La sounna est l’ensemble de ce que le Messager d’Allah (saw) a fait, il a dit ou il a vu
faire et sans rien dire. Tous les enseignements du Prophète (saw) sont la sounna. Il peut arriver qu’on pratique ces enseignements à un degré, et ce, en fonction de sa capacité, en fonction de ses moyens et en fonction de ses réalités. Il peut arriver qu’on n’arrive pas à faire un certain nombre de pratiques en fonction de certaines contingences. Si une autre personne arrive à le faire, il faut s’entraider.

Votre mot de fin
Je demande à chacun de faire très attention et d’avoir la conscience que nous sommes les garants de notre religion.

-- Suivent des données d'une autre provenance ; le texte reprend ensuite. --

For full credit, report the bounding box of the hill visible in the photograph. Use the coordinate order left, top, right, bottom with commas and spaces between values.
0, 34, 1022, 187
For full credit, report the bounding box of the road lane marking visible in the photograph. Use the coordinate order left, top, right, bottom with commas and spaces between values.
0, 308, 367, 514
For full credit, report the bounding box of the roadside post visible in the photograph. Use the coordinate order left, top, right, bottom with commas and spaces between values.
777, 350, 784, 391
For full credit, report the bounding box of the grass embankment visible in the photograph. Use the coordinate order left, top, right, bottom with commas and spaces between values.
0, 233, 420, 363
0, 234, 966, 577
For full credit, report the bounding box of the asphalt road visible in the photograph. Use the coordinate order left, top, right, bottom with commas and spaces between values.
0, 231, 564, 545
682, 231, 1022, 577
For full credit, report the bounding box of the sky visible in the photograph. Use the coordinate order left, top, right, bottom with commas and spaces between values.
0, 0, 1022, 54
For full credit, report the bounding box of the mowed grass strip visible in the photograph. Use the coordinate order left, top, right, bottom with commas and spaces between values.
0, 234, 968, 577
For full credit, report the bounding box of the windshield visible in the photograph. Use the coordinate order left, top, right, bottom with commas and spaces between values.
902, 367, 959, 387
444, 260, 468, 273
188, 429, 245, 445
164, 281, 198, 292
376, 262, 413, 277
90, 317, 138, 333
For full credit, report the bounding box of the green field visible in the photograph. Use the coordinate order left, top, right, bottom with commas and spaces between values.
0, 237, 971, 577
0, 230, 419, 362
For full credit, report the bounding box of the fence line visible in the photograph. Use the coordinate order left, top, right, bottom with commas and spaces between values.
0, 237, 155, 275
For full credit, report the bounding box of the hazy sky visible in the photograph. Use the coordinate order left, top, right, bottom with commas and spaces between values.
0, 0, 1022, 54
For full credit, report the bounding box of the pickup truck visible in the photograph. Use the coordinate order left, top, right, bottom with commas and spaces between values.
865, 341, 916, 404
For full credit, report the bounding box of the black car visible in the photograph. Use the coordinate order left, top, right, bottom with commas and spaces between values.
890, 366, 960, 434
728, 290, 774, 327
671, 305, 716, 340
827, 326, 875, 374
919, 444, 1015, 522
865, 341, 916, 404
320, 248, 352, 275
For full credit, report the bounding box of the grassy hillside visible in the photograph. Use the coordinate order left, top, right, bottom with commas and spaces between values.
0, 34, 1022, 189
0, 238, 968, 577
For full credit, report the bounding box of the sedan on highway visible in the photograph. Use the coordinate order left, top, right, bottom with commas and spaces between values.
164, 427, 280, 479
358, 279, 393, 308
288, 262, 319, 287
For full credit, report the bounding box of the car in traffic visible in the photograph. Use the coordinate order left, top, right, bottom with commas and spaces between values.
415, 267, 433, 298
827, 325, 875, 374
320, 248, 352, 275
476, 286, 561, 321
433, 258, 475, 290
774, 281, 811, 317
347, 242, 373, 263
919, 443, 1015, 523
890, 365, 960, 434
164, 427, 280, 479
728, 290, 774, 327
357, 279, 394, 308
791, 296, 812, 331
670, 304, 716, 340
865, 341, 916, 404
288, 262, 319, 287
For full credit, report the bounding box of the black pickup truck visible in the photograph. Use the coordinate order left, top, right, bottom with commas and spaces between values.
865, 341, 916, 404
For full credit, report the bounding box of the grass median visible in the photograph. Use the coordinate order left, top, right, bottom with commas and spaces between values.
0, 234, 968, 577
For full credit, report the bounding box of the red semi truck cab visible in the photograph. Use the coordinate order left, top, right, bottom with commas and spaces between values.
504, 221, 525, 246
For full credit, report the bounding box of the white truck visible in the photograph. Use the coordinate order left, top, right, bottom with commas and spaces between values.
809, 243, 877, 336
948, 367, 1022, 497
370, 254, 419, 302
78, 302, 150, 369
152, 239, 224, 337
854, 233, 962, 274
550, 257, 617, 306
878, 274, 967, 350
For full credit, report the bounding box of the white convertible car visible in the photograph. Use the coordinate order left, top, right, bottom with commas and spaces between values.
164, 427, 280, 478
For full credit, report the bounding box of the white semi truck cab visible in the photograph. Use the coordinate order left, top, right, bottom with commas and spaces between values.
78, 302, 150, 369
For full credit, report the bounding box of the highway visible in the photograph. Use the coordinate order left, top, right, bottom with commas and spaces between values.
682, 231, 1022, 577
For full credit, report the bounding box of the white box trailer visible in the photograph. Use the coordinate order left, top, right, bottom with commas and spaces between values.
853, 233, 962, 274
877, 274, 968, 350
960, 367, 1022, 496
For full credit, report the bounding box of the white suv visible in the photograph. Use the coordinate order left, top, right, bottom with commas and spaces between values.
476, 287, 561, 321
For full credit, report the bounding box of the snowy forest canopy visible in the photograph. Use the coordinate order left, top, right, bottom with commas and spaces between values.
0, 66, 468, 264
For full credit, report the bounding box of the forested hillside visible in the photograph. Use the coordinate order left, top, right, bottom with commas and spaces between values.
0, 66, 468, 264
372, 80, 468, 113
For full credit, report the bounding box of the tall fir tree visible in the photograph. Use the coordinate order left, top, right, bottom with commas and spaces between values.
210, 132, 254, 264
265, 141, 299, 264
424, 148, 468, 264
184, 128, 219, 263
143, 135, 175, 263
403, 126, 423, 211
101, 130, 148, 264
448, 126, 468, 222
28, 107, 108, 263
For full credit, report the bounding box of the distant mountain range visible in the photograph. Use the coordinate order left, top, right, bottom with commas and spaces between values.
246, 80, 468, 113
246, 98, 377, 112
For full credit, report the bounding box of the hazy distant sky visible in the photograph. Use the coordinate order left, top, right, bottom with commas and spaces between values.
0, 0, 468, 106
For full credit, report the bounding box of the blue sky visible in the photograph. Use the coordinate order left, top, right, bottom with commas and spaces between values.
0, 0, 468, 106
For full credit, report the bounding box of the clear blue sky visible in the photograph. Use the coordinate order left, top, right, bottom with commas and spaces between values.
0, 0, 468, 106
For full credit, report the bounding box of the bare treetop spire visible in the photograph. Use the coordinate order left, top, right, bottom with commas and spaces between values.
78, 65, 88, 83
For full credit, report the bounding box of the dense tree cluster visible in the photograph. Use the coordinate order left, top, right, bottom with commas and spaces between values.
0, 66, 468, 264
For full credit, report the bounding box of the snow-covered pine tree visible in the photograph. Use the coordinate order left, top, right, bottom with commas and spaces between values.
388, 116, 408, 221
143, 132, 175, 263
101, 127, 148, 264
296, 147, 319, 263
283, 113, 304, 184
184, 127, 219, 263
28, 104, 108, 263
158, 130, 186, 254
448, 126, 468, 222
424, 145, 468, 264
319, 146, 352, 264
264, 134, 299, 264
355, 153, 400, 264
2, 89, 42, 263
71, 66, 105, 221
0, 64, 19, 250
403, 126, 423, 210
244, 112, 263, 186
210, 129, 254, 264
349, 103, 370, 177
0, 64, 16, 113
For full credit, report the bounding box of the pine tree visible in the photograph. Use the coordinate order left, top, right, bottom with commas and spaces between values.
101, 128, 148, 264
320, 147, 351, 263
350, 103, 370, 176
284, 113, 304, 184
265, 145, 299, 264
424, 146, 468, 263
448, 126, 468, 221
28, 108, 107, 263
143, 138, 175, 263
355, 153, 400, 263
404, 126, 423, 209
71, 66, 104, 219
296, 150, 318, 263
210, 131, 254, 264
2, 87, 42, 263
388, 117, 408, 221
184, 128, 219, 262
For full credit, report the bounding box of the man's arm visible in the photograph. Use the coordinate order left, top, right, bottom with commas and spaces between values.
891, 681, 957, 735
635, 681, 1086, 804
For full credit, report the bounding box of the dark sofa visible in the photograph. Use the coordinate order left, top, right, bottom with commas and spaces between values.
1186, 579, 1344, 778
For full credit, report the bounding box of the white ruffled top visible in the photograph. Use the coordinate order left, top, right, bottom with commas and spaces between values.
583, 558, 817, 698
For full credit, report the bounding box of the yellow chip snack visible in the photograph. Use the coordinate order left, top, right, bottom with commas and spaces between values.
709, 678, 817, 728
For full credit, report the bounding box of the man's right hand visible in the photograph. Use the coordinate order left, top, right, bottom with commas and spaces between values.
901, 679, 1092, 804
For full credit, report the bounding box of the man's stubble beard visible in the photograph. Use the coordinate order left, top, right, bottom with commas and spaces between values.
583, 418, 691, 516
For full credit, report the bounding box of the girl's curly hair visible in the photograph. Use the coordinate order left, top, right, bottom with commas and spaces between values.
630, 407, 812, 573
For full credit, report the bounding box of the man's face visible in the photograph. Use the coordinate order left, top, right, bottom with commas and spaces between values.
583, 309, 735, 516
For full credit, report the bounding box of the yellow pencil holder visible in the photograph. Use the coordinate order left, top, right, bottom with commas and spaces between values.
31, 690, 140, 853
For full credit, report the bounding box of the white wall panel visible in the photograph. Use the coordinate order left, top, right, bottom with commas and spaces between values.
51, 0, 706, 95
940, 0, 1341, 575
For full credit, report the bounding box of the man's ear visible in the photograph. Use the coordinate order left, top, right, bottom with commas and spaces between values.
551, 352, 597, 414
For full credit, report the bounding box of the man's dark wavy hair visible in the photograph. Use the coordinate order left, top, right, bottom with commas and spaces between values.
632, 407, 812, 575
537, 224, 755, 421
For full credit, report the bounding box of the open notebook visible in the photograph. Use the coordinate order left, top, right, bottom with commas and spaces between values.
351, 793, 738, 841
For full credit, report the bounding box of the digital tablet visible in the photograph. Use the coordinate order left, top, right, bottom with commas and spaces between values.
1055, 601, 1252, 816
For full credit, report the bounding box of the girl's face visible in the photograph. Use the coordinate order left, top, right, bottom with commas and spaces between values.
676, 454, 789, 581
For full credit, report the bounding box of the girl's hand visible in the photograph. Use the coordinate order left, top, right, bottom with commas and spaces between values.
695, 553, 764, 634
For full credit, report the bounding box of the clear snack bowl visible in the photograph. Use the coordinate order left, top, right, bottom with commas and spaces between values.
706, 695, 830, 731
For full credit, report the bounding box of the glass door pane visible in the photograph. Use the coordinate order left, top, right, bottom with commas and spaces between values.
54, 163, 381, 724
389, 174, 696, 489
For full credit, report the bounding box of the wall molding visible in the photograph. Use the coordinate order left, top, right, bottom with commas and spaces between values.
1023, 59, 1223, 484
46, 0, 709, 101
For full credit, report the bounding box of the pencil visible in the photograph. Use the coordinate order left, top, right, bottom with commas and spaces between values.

Il faut faire la différence entre les textes et l’organisation. Nous devons nous mettre ensemble pour combattre tous ceux qui apporteront des innovations au niveau des textes car nous n’avons pas besoin de modifier notre religion. Le Messager de Dieu (saw) nous a laissé un héritage qui est l’Islam et celui-ci a été parachevé avant qu’il ne parte. Au niveau organisationnel, il faut que nous soyons tolérants. Il ne faut pas confondre le nom des structures et puis le fond de la religion. On peut se donner un nom, mais il faut que le contenu soit celui de l’enseignement donné par le Messager d’Allah (saw). Ce qu’il nous
a enseigné, il est possible que nous le mettions dans une organisation en fonction des réalités que nous avons et des problèmes que nous avons. Celui qui pense qu’un enseignement
peut lui servir pour s’améliorer, qu’il le fasse. Celui qui ne peut pas le fairece n’est pas la peine de taxer l’autre d’une appellation qui va l’éloigner de lui. Militer pour la fraternité. Bientôt la question de la célébration du mahoulid va venir. Je souhaite pour les frères, de ne pas se déchirer pour un seul jour qui va passer, se bagarrer, mais le plus important est la fraternité. Il faudra faire attention aux discours qui divisent. Si les propos des prédicateurs sont en phase avec celui du Messager d’Allah (saw), il faut les prendre, mais, s’il y’a une contradiction, vaut mieux s’en écarter.